Once they have drilled those holes, then what happens? They think of every way possible to swindle the mineral owner out of their share of the proceeds with post-production expenses that exceed what any “prudent” operator would pay. Worse perhaps, they flare off the gas with the claim, if they didn’t they could not get the oil which they need to sell to pay the bills. Not my problem. Then they argue that the price of natural gas in places like West Texas is a mere $0.01 or even a negative number as glutted gas pipelines don’t need the gas. They have plenty, in fact, way more than plenty for the foreseeable decades.

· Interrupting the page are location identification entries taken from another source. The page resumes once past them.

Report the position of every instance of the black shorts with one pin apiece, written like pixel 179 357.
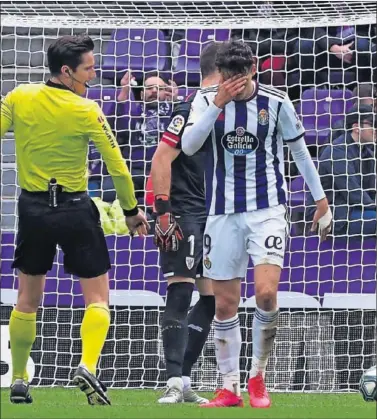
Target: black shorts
pixel 188 260
pixel 74 225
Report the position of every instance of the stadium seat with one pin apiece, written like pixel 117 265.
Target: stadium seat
pixel 135 298
pixel 183 92
pixel 139 50
pixel 106 99
pixel 336 78
pixel 8 296
pixel 288 299
pixel 319 109
pixel 349 301
pixel 187 70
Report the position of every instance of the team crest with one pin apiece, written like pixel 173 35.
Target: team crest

It is too expensive, they claim, to re-inject the gas back into the reservoir it came out of. Really? This is the part that mineral owners may not understand. When you flare that gas, the reservoir pressure is reduced. If you re-inject that gas into the reservoir, pressure is maintained. Why is that important? Any formation will give up only a certain percentage of its oil and gas. In some formations, like the San Andres in West Texas (which happens to be the most prolific of all West Texas formations) only 30% or so of oil is produced by primary means. Secondary and tertiary recovery can increase that percentage but nothing is going to give up 100% of the oil. Tertiary recovery using CO2 (yes, carbon dioxide pumped from Colorado) re-pressures these old fields and help scavenge the smaller oil droplets into the well bore. But it still won’t get 100% of the oil.

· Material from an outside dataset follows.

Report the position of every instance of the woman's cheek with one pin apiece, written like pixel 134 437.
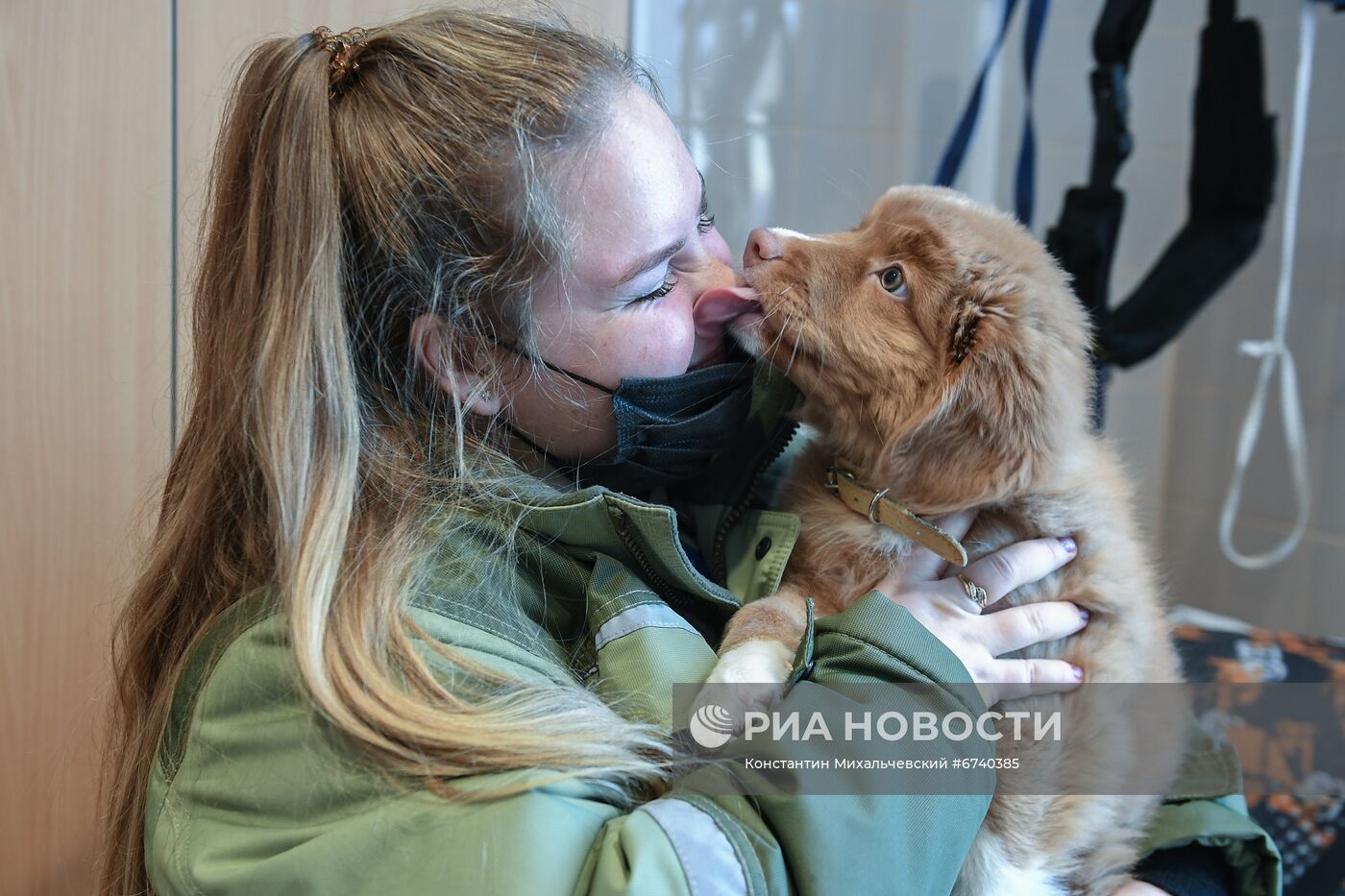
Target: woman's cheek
pixel 672 338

Why do they need to do that? The initial older wells in the Permian Basin were open flowed, producing a maximum of oil and simply wasting the gas. That gas provided the pressures in the reservoirs to drive the oil to a borehole. Once the gas depleted and met the bubble point. What is the bubble point? It is the pressure / temperature point where the gas comes out of solution, as it is entrained in the liquid oil and provides the pressure to get the product to the borehole. Schlumberger’s glossary of oil terms goes on to say,
“the oil is saturated with gas when discovered, meaning that the oil is holding all the gas it can at the reservoir temperature and pressure, and that it is at its bubble point. Occasionally, the oil will be under-saturated. In this case, as the pressure is lowered, the pressure at which the first gas begins to evolve from the oil is defined as the bubble point.”

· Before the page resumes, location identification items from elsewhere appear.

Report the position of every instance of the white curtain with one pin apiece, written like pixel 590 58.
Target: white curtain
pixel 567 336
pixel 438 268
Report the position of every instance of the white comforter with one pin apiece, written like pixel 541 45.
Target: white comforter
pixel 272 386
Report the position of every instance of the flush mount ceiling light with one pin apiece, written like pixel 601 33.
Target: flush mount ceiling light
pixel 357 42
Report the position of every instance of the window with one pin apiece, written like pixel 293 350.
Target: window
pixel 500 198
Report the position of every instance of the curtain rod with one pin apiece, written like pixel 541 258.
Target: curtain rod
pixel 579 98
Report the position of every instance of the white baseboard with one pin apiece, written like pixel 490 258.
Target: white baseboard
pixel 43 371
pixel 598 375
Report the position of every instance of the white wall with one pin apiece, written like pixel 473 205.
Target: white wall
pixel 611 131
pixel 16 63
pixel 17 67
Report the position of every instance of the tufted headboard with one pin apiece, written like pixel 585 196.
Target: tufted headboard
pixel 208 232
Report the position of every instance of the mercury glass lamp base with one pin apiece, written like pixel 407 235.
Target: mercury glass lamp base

Burning off the gas means two things. The mineral owner will not get adequately compensated for a valuable commodity, natural gas. Secondly, it means the well will make LESS OIL. Simple fact. The well will go on pump and into secondary and tertiary recovery much sooner. Once you’ve lost that pressure it is much harder to re-pressure the formations. So the company isn’t just wasting gas, but wasting oil in a short term effort to cash flow so they can drill some more loser wells. And many of these wells are losers. They will never pay out, but in the process of trying, they will damage the reservoir and ultimately cost the mineral owners most of the value of the mineral right.
The solution is to forbid all flaring….all of it. Nada. No. None. Negative. Mineral owners should be howling at every Texas Railroad Commission hearing (and same for Oklahoma and the Corporation Commission) to ban the practice and force not only that natural gas be re-injected into the formations, but proration needs to be imposed. Why? Those two acts would do more to restore sanity to a business being run by hedge fund bozos who have nary an inkling what they are doing.
An old gray haired geologist told me recently that when meeting the head geologist of one company, he was astounded at the lack of basic knowledge demonstrated by the man. He lacked the most basic knowledge of the industry, which is a reflection upon the people who hired him. They knew no more than their head geologist so neither of them had a fundamental understanding of the geology. Yet they were throwing tons of money at wells in hot areas simply because…well, everyone said that was a hot area. No more reason than that. These companies need to go under. And mineral owners need to be at every commission hearing and raise bloody L to the regulators to impose proration and ban ALL flaring after the initial test period of a few days.